С каким-то новым, незнакомым ощущением старик взглянул на мир. Обездвиженный физически, душой он был одновременно везде, ощущал одномоментно несколько уровней познания и восприятия. Комната, где он находился, что стала в последние несколько месяцев тюрьмой и больничной палатой одновременно, снова обрела свой изначальный смысл – супружеской спальни, сакрального, почти религиозного места единения двух душ. «Бедная Жена! Подвел я тебя, песнь моя обручальная, звезда моя сумасшедшая. Как ты билась за меня все эти месяцы, мучила нас обоих. С твоим железным характером невозможно было смириться, сдаться, не пытаться. Всегда ты была несгибаемой, стояла рядом со мной у штурвала семейного корабля, ставшего флагманом небольшой эскадры. Ничто не сломило тебя, ни один шторм».
Старику вспомнились первые годы их семейной жизни. В общежитии Института, в комнате, которую они делили с другой парой. Современной молодежи это может показаться диким, но они были счастливы, и мелочи быта совершенно ни на что не влияли. Вообще, люди их поколения были гораздо спокойнее и уравновешеннее в общении с окружающими. Наверное, причиной тому Война, которую они пережили. По сравнению с теми звенящими чувствами, что вызывали у каждого перенесенные испытания, все остальное, весь быт казался делом мелким, не стоящим сильных эмоций. Они были Победители, они были молоды, и дальнейшая дорога жизни казалась светла, и полна радостных открытий. Конечно, бывало трудно, стипендии не всегда хватало, поэтому он подрабатывал тренером институтской команды по волейболу, буквально не вылезал из спортзала. Старик с удовольствием вспомнил, как в 1952 году и женская, и мужская сборные стали чемпионами города среди Высших учебных заведений. Ребята и девчата бросились качать своего тренера, а он, взлетая к потолку, больше всего боялся уронить Кубок, прижимал его к груди. Как его предупредили, стоило это хрустальное чудо тысячу рублей, поэтому даже на традиционное обмывание его с собой не взяли – оставили в Институте от греха. Все таки не растерял он, видимо, за годы войны своих навыков, раз смог научить других. Интересно, что знания по некоторым предметам, наоборот, вылетели из головы напрочь. Хорошо, что принимавший вступительные экзамены преподаватель, сам фронтовик, отнесся к сему факту с пониманием.
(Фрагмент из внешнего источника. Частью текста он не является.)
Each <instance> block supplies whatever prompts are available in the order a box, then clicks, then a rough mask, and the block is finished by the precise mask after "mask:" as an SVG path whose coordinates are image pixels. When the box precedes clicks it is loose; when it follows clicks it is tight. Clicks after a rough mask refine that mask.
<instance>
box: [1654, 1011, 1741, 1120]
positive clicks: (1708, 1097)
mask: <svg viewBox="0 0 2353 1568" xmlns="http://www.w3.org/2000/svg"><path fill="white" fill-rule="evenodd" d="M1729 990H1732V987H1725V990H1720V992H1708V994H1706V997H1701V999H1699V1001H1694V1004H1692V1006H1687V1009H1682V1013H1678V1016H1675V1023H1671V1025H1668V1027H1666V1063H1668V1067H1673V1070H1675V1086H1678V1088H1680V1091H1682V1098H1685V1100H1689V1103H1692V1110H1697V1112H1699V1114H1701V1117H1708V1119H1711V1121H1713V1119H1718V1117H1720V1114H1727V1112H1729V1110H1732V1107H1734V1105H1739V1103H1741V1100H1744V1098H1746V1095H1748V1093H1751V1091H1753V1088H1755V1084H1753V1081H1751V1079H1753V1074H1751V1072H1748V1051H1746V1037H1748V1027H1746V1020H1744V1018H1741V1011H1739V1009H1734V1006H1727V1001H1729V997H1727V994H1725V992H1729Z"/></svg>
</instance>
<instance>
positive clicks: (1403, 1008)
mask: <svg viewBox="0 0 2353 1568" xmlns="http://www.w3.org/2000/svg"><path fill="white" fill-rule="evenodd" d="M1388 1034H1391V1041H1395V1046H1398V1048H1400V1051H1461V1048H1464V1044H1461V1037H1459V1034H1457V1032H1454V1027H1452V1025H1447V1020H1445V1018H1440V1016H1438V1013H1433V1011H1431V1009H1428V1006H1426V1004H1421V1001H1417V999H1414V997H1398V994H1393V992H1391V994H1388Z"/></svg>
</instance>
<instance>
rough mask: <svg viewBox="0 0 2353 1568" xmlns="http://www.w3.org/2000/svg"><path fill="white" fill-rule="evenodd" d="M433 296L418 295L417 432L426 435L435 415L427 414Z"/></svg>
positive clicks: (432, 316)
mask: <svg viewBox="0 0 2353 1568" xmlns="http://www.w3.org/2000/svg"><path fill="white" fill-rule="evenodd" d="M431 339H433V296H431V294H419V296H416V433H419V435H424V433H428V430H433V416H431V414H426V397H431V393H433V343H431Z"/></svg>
Рождение дочки, маленького черноглазого ангела, наполнило существование новым смыслом. Их стало трое. Правда, большую часть бремени забот и воспитания взяла на себя его мать. Вскоре после родов жену отправили на полугодовые курсы повышения квалификации, и он отвез дочку к бабушке, благо старинный город ее располагался всего за сто километров от них. Тосковали, конечно, старались использовать каждую возможность, чтоб навестить, побаловать.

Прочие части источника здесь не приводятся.